Transport Secretary Philip Hammond said the Coalition was determined to reduce the bill.
What he got from...
It's not unusual for French Presidents to give British Prime Ministers' wine, but Mr Sarkozy also gave David Cameron a set of tennis racquets. Intriguingly, they are currently being held by the Government for the purposes of "official entertainment".
The Status Quo singer gifted a 200-year-old bottle of Glen Rossie whisky. Mr Cameron wrote to say he would save it "until Sam's going 'down, down'." But he was not being entirely honest, as the whisky has also been put towards "official entertainment".

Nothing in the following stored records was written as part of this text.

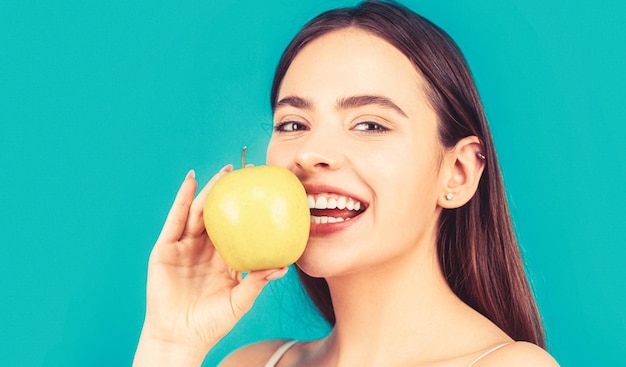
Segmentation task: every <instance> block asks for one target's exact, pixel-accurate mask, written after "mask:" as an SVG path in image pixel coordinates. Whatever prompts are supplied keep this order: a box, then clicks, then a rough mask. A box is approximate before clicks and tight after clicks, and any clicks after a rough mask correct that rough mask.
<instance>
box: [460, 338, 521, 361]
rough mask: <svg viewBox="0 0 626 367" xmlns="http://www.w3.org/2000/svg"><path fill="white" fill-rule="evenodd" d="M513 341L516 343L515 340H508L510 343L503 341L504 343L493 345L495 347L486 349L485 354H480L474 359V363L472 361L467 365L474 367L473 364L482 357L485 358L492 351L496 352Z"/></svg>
mask: <svg viewBox="0 0 626 367" xmlns="http://www.w3.org/2000/svg"><path fill="white" fill-rule="evenodd" d="M513 343H515V342H514V341H513V342H508V343H503V344H500V345H496V346H495V347H493V348H491V349H489V350H488V351H486V352H485V353H483V354H481V355H479V356H478V358H476V359H475V360H473V361H472V363H470V364H469V365H468V366H467V367H472V366H473V365H474V364H475V363H476V362H478V361H480V360H481V359H483V358H484V357H486V356H488V355H489V354H491V353H492V352H495V351H496V350H498V349H500V348H502V347H504V346H507V345H509V344H513Z"/></svg>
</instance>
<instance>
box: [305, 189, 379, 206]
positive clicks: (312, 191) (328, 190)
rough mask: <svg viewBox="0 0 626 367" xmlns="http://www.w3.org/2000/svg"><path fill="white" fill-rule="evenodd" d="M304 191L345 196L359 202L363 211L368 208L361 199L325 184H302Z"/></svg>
mask: <svg viewBox="0 0 626 367" xmlns="http://www.w3.org/2000/svg"><path fill="white" fill-rule="evenodd" d="M302 184H303V186H304V189H305V190H306V193H307V194H310V195H315V194H335V195H339V196H345V197H349V198H352V199H354V200H356V201H359V202H360V203H361V204H362V205H363V209H366V208H367V207H368V206H369V203H368V202H367V201H366V200H365V199H363V198H362V197H360V196H358V195H356V194H354V193H351V192H349V191H347V190H344V189H341V188H339V187H335V186H331V185H327V184H313V183H302Z"/></svg>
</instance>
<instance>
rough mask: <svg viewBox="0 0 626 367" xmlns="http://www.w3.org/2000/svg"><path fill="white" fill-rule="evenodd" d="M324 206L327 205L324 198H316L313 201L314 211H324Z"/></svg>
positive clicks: (324, 197) (326, 201)
mask: <svg viewBox="0 0 626 367" xmlns="http://www.w3.org/2000/svg"><path fill="white" fill-rule="evenodd" d="M326 204H328V202H327V200H326V197H325V196H318V197H317V200H316V201H315V209H326Z"/></svg>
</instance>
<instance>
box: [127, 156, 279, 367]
mask: <svg viewBox="0 0 626 367" xmlns="http://www.w3.org/2000/svg"><path fill="white" fill-rule="evenodd" d="M231 170H232V166H231V165H228V166H226V167H224V168H223V169H222V170H220V172H219V173H217V174H216V175H215V176H214V177H213V178H212V179H211V180H210V181H209V183H208V184H207V185H206V186H205V187H204V188H203V189H202V191H201V192H200V193H199V194H198V196H197V197H196V199H195V200H194V199H193V197H194V194H195V192H196V189H197V183H196V180H195V177H194V172H193V171H190V172H189V174H187V177H186V178H185V181H184V182H183V184H182V186H181V187H180V189H179V191H178V194H177V195H176V199H175V200H174V204H173V206H172V208H171V209H170V212H169V214H168V216H167V219H166V221H165V224H164V226H163V230H162V231H161V234H160V236H159V238H158V240H157V242H156V244H155V245H154V248H153V250H152V254H151V255H150V261H149V263H148V286H147V300H146V317H145V321H144V327H143V330H142V334H141V339H140V342H139V347H138V349H137V353H136V355H135V364H134V365H135V366H138V365H144V363H143V362H145V365H148V357H149V358H150V359H152V362H150V365H154V362H155V361H157V362H158V364H159V365H165V364H166V363H165V360H166V359H164V358H163V356H161V357H158V358H157V357H156V356H155V355H154V353H155V352H157V351H158V353H160V354H164V353H167V354H169V357H171V359H172V365H181V364H180V363H181V361H182V360H183V359H190V358H191V359H194V360H198V359H199V362H200V363H202V359H203V358H204V356H205V355H206V353H207V352H208V351H209V349H210V348H211V347H212V346H213V345H215V344H216V343H217V342H218V341H219V340H220V339H221V338H222V337H223V336H224V335H226V334H227V333H228V332H229V331H230V330H231V329H232V328H233V326H235V324H236V323H237V321H239V319H241V317H242V316H243V315H244V314H245V313H246V312H247V311H248V310H249V309H250V308H251V307H252V305H253V303H254V300H255V299H256V298H257V296H258V295H259V294H260V292H261V290H262V289H263V287H264V286H265V285H266V284H267V283H268V281H269V280H272V279H278V278H280V277H282V276H283V275H284V274H285V273H286V272H287V268H282V269H270V270H262V271H255V272H250V273H249V274H248V276H246V277H245V278H244V279H242V274H241V273H240V272H236V271H234V270H232V269H231V268H229V267H228V265H227V264H226V263H225V262H224V261H223V260H222V258H221V257H220V256H219V254H218V253H217V251H216V250H215V247H214V246H213V244H212V243H211V240H210V239H209V237H208V236H207V234H206V231H205V228H204V221H203V205H204V201H205V199H206V196H207V194H208V192H209V190H210V189H211V187H212V186H213V184H214V183H215V182H216V181H217V180H218V179H219V178H220V177H221V176H223V175H225V174H226V173H228V172H230V171H231ZM176 354H178V357H180V358H178V357H177V356H176ZM192 355H193V356H192ZM177 363H178V364H177Z"/></svg>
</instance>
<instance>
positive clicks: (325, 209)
mask: <svg viewBox="0 0 626 367" xmlns="http://www.w3.org/2000/svg"><path fill="white" fill-rule="evenodd" d="M307 199H308V201H309V209H311V223H312V224H313V223H314V224H327V223H341V222H345V221H349V220H351V219H353V218H355V217H357V216H359V215H361V214H362V213H363V212H364V211H365V209H366V208H367V205H365V204H364V203H362V202H360V201H358V200H356V199H354V198H351V197H349V196H343V195H337V194H308V195H307Z"/></svg>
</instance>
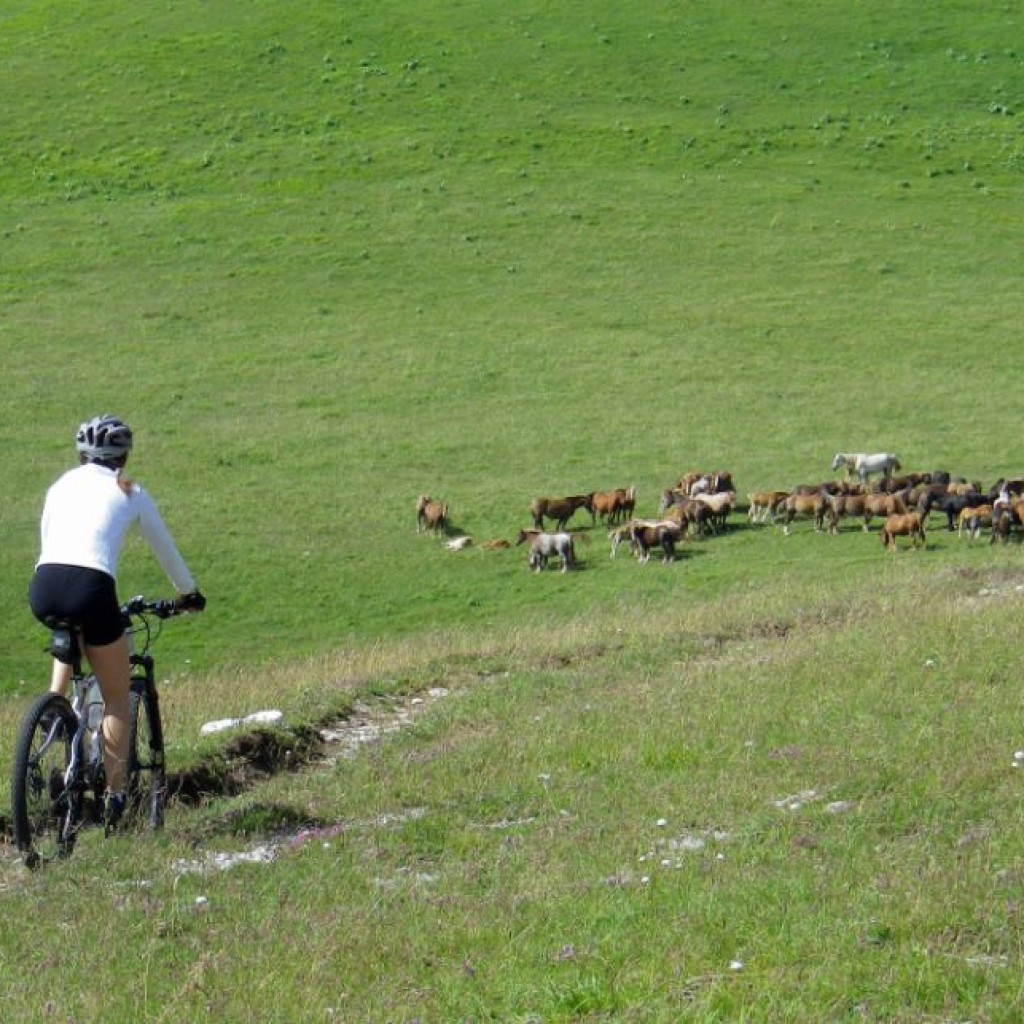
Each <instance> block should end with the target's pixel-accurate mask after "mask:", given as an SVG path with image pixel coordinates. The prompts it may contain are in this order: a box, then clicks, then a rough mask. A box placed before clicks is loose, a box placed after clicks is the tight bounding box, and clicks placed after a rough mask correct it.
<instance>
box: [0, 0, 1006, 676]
mask: <svg viewBox="0 0 1024 1024" xmlns="http://www.w3.org/2000/svg"><path fill="white" fill-rule="evenodd" d="M1015 25H1016V23H1015V19H1014V15H1013V13H1012V12H1010V11H1008V10H1006V9H1004V8H1002V7H997V8H991V9H989V10H987V11H980V10H978V9H976V8H975V7H973V6H971V7H965V6H964V5H963V4H955V3H953V4H930V5H928V7H927V9H923V8H921V6H920V5H900V4H896V5H893V4H862V5H858V6H857V10H856V11H852V10H850V9H849V7H848V5H844V4H835V5H834V4H827V3H825V4H819V5H816V6H814V8H813V11H811V10H809V9H808V8H806V7H804V6H802V5H797V6H794V5H793V4H790V3H761V4H757V5H749V4H742V5H726V4H711V5H708V4H683V5H679V4H657V3H653V4H643V5H633V4H622V3H616V4H605V3H588V4H586V5H569V6H567V7H560V8H558V9H552V8H551V6H550V5H548V4H530V3H524V4H517V5H513V6H512V7H508V6H503V5H496V4H490V3H473V4H443V5H441V4H432V3H419V4H416V5H415V6H414V5H407V4H403V3H383V4H379V3H375V4H360V3H352V4H344V5H338V4H329V3H328V4H309V5H303V8H302V10H301V11H299V10H292V9H290V8H289V7H282V5H280V4H275V3H267V4H264V3H252V4H246V5H244V6H241V7H240V6H238V5H220V4H213V5H211V4H191V3H182V4H175V5H170V6H169V5H148V4H145V5H142V6H141V7H135V8H132V9H131V10H128V9H126V8H124V7H123V6H122V5H120V4H112V5H106V4H102V3H99V4H92V5H89V6H88V7H87V8H86V7H76V8H72V9H70V10H69V9H68V8H67V7H66V6H63V5H56V4H54V5H50V4H44V3H32V4H19V5H16V6H14V7H13V8H9V9H8V13H6V14H5V15H4V16H3V23H2V28H3V43H2V51H0V52H2V59H3V70H4V78H5V83H6V89H5V91H6V93H7V96H8V99H7V101H6V102H5V110H4V113H3V115H2V119H3V134H4V140H5V141H4V146H3V163H2V170H0V174H2V180H0V184H2V187H3V194H4V197H5V200H4V206H3V212H2V231H3V239H2V241H3V246H2V250H0V253H2V255H0V259H2V261H3V262H2V270H3V278H2V282H3V284H2V289H3V290H2V298H0V301H2V303H3V309H2V313H3V315H2V322H0V323H2V328H0V329H2V335H0V343H2V345H3V351H4V367H5V377H6V387H5V388H4V395H3V402H4V407H5V410H4V423H5V434H6V447H7V451H8V458H7V459H5V460H4V469H3V473H4V479H3V490H4V494H5V496H6V501H5V502H4V505H3V509H2V511H0V516H2V521H0V526H2V529H3V535H4V537H5V539H6V541H7V543H5V544H4V546H3V552H2V557H3V563H2V565H0V573H2V579H3V580H4V581H5V582H6V585H5V587H4V588H3V595H2V600H3V607H2V609H0V610H2V614H0V622H2V623H3V626H2V629H3V631H4V643H3V644H2V645H0V649H2V650H3V657H4V663H5V671H4V674H3V675H4V677H5V680H4V685H5V686H9V685H11V681H12V680H14V678H15V677H17V678H18V679H20V678H26V676H27V675H29V674H30V673H32V672H34V671H37V669H34V668H33V667H34V666H36V663H37V662H38V646H39V637H38V635H37V632H36V629H35V626H34V624H33V622H32V620H31V617H30V616H28V614H27V612H26V610H25V601H24V590H25V586H26V584H27V580H28V578H29V575H30V574H31V569H32V564H33V560H34V556H35V547H36V529H37V520H38V513H39V510H40V507H41V502H42V496H43V493H44V490H45V487H46V486H47V485H48V483H49V482H50V481H51V480H52V479H53V478H54V477H55V476H56V475H57V474H59V473H60V472H61V471H62V470H63V469H65V468H66V467H67V466H68V465H69V464H70V462H71V461H72V458H73V452H72V449H71V446H70V439H71V437H72V435H73V433H74V430H75V428H76V426H77V425H78V423H79V422H80V421H81V420H82V419H85V418H87V417H88V416H90V415H92V414H94V413H95V412H97V411H104V410H108V409H110V410H114V411H116V412H117V413H119V414H120V415H122V416H124V417H125V418H126V419H128V420H129V422H131V423H132V425H133V426H134V427H135V429H136V431H137V436H138V445H137V451H136V453H135V456H134V457H133V460H132V471H133V472H134V473H135V474H136V476H137V478H138V479H139V480H140V481H141V482H142V483H143V484H144V485H146V486H147V487H148V488H150V489H151V492H152V493H153V494H154V495H155V497H156V498H157V499H158V501H159V503H160V504H161V507H162V509H163V511H164V513H165V516H166V518H167V519H168V521H169V523H170V524H171V526H172V529H173V531H174V534H175V535H176V538H177V539H178V542H179V545H180V547H181V549H182V551H183V553H184V554H185V555H186V558H187V560H188V561H189V563H190V564H191V565H193V566H194V567H195V571H196V574H197V575H198V578H199V579H200V580H201V582H202V585H203V587H204V588H205V589H206V590H207V591H208V592H209V595H210V599H211V614H210V615H208V616H207V617H206V620H205V621H204V623H203V625H202V627H199V626H197V628H196V629H189V630H188V631H187V639H184V637H183V636H182V637H181V642H182V643H184V644H185V646H186V647H187V648H188V649H189V653H190V656H193V657H194V658H195V659H197V660H198V662H199V663H201V664H203V665H214V664H222V663H230V662H234V660H241V659H243V658H244V659H246V660H250V662H251V660H254V659H255V660H262V659H265V658H278V657H289V656H293V655H302V654H306V653H308V652H314V651H319V650H326V649H333V648H336V647H337V646H338V645H339V644H346V643H349V642H356V643H359V642H365V641H368V640H369V641H375V640H379V639H383V638H386V637H388V636H392V635H395V634H410V633H417V632H420V631H422V630H425V629H433V628H435V627H437V626H438V625H443V626H450V625H454V626H463V625H468V626H471V627H473V628H477V627H485V626H487V625H492V624H502V623H504V622H506V621H507V620H508V618H509V617H515V616H517V615H520V614H523V613H527V614H528V613H531V612H535V611H538V612H543V613H544V614H545V615H548V614H550V615H555V616H558V615H563V614H567V613H577V612H579V611H582V610H583V609H585V608H586V607H587V606H588V605H589V604H590V603H591V602H594V601H597V602H602V603H603V602H606V601H607V600H608V599H609V598H610V597H611V596H612V595H615V594H618V593H621V592H622V590H623V589H624V588H627V589H630V588H633V587H635V586H636V585H637V583H636V581H637V573H636V572H635V571H633V569H634V566H632V565H629V566H627V565H620V566H615V570H614V571H612V570H611V568H610V567H606V566H603V565H602V566H601V568H602V570H604V571H602V572H597V571H595V572H594V573H593V574H589V575H588V577H587V580H586V583H580V584H579V585H577V584H575V583H573V584H572V585H571V590H564V589H562V588H560V587H559V588H558V592H557V594H556V595H554V596H553V595H552V591H553V590H554V589H555V588H553V587H552V586H550V585H547V583H545V584H542V585H540V586H537V585H536V582H535V581H530V580H528V579H526V577H525V573H524V572H523V571H521V569H522V565H521V564H520V561H521V560H520V559H511V558H504V557H494V558H492V557H486V556H482V555H480V554H479V553H478V552H474V553H473V555H472V556H471V557H466V558H461V557H460V558H452V557H447V556H446V553H445V554H441V553H439V552H438V550H437V545H434V544H432V543H431V542H429V541H427V540H425V539H423V538H417V537H416V536H415V517H414V513H413V509H414V505H415V501H416V497H417V495H419V494H420V493H421V492H426V493H429V494H431V495H433V496H435V497H440V498H443V499H444V500H446V501H449V503H450V504H451V507H452V519H453V521H454V524H455V526H456V527H458V528H459V529H461V530H463V531H465V532H468V534H470V535H471V536H473V537H474V539H475V540H481V541H482V540H489V539H493V538H497V537H506V538H509V537H511V536H513V535H514V531H515V529H517V528H518V527H519V526H521V525H525V524H527V523H528V516H527V508H528V503H529V501H530V499H531V498H534V497H535V496H537V495H548V494H551V495H559V494H572V493H578V492H580V490H589V489H594V488H604V487H611V486H620V485H627V484H630V483H634V484H636V485H637V486H638V487H639V490H640V506H641V509H642V510H644V511H648V512H649V511H652V510H653V508H654V506H655V503H656V494H657V492H658V489H659V488H660V487H664V486H667V485H669V484H671V483H673V482H674V481H675V480H676V479H678V478H679V476H680V475H681V474H682V473H683V472H685V471H686V470H688V469H692V468H728V469H730V470H732V472H733V474H734V477H735V479H736V481H737V486H738V488H739V489H740V492H745V490H748V489H755V488H757V487H767V486H792V485H793V484H795V483H798V482H809V481H815V480H817V479H819V478H826V477H827V476H828V475H829V463H830V459H831V455H833V454H834V452H836V451H864V450H881V451H888V450H894V451H897V452H898V453H899V454H900V455H901V457H902V459H903V461H904V464H905V465H906V466H907V468H913V469H933V468H947V469H950V470H952V471H953V472H961V473H965V474H968V475H970V476H972V477H980V478H982V479H983V480H984V481H985V483H986V485H987V484H988V483H990V482H991V481H992V480H993V479H994V478H995V477H996V476H998V475H1004V474H1009V475H1016V474H1017V473H1019V472H1020V455H1019V446H1020V440H1019V431H1018V430H1017V429H1016V428H1015V426H1014V401H1013V393H1014V386H1015V383H1016V371H1017V369H1018V368H1019V367H1020V364H1021V356H1020V346H1019V344H1017V326H1018V324H1019V323H1020V313H1021V302H1020V289H1019V281H1018V265H1017V249H1018V243H1019V226H1020V210H1021V207H1020V184H1021V180H1022V178H1021V171H1022V150H1021V146H1022V139H1021V129H1020V124H1021V120H1020V118H1019V117H1017V115H1016V112H1015V110H1014V108H1015V105H1016V104H1017V101H1018V97H1019V95H1020V90H1021V83H1022V67H1021V56H1020V54H1018V53H1017V52H1016V51H1015V50H1014V49H1013V48H1012V47H1013V45H1014V44H1013V36H1014V28H1015ZM751 545H752V546H751V547H750V548H749V549H748V548H745V547H744V548H742V549H741V550H742V554H740V555H739V557H738V561H736V562H734V564H733V567H732V568H731V569H729V568H727V567H725V566H723V568H722V569H720V570H718V569H716V574H719V573H720V574H721V577H722V583H723V584H724V585H729V584H731V583H734V582H736V580H737V579H741V578H742V577H743V575H745V574H746V572H749V571H756V568H755V566H753V565H752V562H754V561H756V560H759V559H760V558H761V557H762V554H763V552H762V546H761V545H760V539H758V544H757V545H755V543H754V542H753V541H752V542H751ZM850 546H851V545H847V546H846V547H847V548H849V547H850ZM794 547H796V543H795V544H794V545H793V546H791V548H790V549H788V550H787V554H786V562H788V560H790V557H791V554H790V552H792V549H793V548H794ZM818 547H819V548H820V546H818ZM834 547H835V546H834ZM720 557H721V559H722V560H723V561H724V562H727V561H728V559H729V558H730V555H728V554H725V555H722V556H719V554H718V552H717V551H716V554H715V555H714V556H712V557H710V558H709V559H708V561H709V562H711V561H712V560H713V559H714V560H715V561H716V562H719V560H720ZM767 558H768V560H769V561H770V562H771V563H772V571H774V570H775V569H776V568H777V557H776V556H772V555H767ZM595 561H596V559H595ZM150 564H151V562H150V560H148V559H147V556H146V554H145V553H144V552H143V553H142V554H141V556H140V557H139V558H138V559H135V558H134V557H133V554H132V553H129V557H128V558H127V560H126V562H125V566H124V568H123V571H122V581H121V583H122V590H125V591H135V590H139V589H146V588H147V589H150V590H154V589H159V588H160V587H162V586H165V584H164V581H163V580H162V578H161V577H160V574H159V570H158V572H157V574H154V573H153V572H151V570H150V568H148V566H150ZM680 577H682V578H684V580H685V578H686V577H687V572H686V570H683V571H680V572H677V573H676V578H677V579H676V582H674V584H673V589H675V587H676V586H677V585H678V578H680ZM646 583H647V581H645V585H646ZM682 586H683V587H685V586H686V584H685V582H684V583H683V584H682ZM182 632H183V631H182Z"/></svg>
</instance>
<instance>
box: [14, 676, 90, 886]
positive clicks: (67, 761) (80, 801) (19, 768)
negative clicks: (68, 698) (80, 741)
mask: <svg viewBox="0 0 1024 1024" xmlns="http://www.w3.org/2000/svg"><path fill="white" fill-rule="evenodd" d="M77 729H78V719H77V717H76V716H75V712H74V711H73V710H72V707H71V705H70V703H69V702H68V701H67V700H66V699H65V698H63V697H62V696H60V695H59V694H57V693H44V694H43V695H42V696H40V697H39V698H38V699H37V700H36V702H35V703H34V705H33V706H32V707H31V708H30V709H29V712H28V714H27V715H26V716H25V719H24V720H23V721H22V729H20V731H19V732H18V736H17V741H16V742H15V744H14V762H13V766H12V768H11V780H10V791H11V822H12V824H13V828H14V842H15V844H16V845H17V848H18V850H20V851H22V852H23V853H24V854H25V861H26V863H27V864H28V865H29V866H30V867H37V866H39V864H40V863H41V862H43V861H47V860H52V859H53V858H54V857H63V856H67V855H68V854H70V853H71V851H72V849H73V848H74V846H75V836H76V833H77V829H78V825H79V817H80V815H81V794H80V793H79V792H78V788H77V786H76V784H75V780H74V779H69V778H68V769H69V767H70V765H71V762H72V753H73V751H74V745H75V734H76V731H77Z"/></svg>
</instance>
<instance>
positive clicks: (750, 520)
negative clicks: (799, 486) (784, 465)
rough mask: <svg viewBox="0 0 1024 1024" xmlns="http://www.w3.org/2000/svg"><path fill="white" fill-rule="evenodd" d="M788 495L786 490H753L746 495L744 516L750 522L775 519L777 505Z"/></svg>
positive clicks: (782, 501)
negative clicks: (749, 520) (744, 511)
mask: <svg viewBox="0 0 1024 1024" xmlns="http://www.w3.org/2000/svg"><path fill="white" fill-rule="evenodd" d="M788 497H790V492H788V490H755V492H754V493H753V494H750V495H748V496H746V518H748V519H749V520H750V521H751V522H767V521H768V520H769V519H771V521H772V522H774V521H775V513H776V512H777V511H778V508H779V506H781V505H782V503H783V502H784V501H785V500H786V498H788Z"/></svg>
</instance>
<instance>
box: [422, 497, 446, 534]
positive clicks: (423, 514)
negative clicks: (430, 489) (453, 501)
mask: <svg viewBox="0 0 1024 1024" xmlns="http://www.w3.org/2000/svg"><path fill="white" fill-rule="evenodd" d="M446 528H447V503H446V502H437V501H434V499H433V498H431V497H430V496H429V495H420V497H419V498H418V499H417V501H416V531H417V532H418V534H419V532H421V531H422V530H424V529H429V530H432V531H433V532H435V534H439V532H440V531H441V530H442V529H446Z"/></svg>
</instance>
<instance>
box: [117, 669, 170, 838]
mask: <svg viewBox="0 0 1024 1024" xmlns="http://www.w3.org/2000/svg"><path fill="white" fill-rule="evenodd" d="M129 722H130V723H131V725H130V732H129V738H128V771H127V778H126V784H125V794H126V796H127V798H128V802H127V808H126V812H127V817H128V821H129V823H136V824H137V823H140V822H144V823H146V824H148V826H150V827H151V828H160V827H161V826H162V825H163V823H164V804H165V802H166V800H167V778H166V772H165V768H164V729H163V725H162V723H161V721H160V700H159V698H158V696H157V687H156V685H155V684H154V683H153V681H152V680H151V679H147V678H146V677H145V676H135V677H133V678H132V681H131V705H130V710H129Z"/></svg>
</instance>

The President gave Mr Cameron a signed lithograph by Ed Ruscha, Column With Speed Lines. His works can sell for millions of dollars. Mr Cameron gave Mr Obama a print by Ben Eine, one of his wife Samantha's favourite artists, worth less than £140.
The Mayor of New York must have thought himself thoroughly modern with his gift of an iPad. But Mr Cameron had already been given one.
Lord Harris of Peckham
The Carpetright boss gave the Prime Minister a wooden and silver box – but Mr Cameron was more grateful for the donation of £90,000 to his campaign to be elected Tory leader.
The Afghan president gave Mr Cameron a bowl. Downing Street provided no details, but it was apparently not beautiful enough for the PM to keep.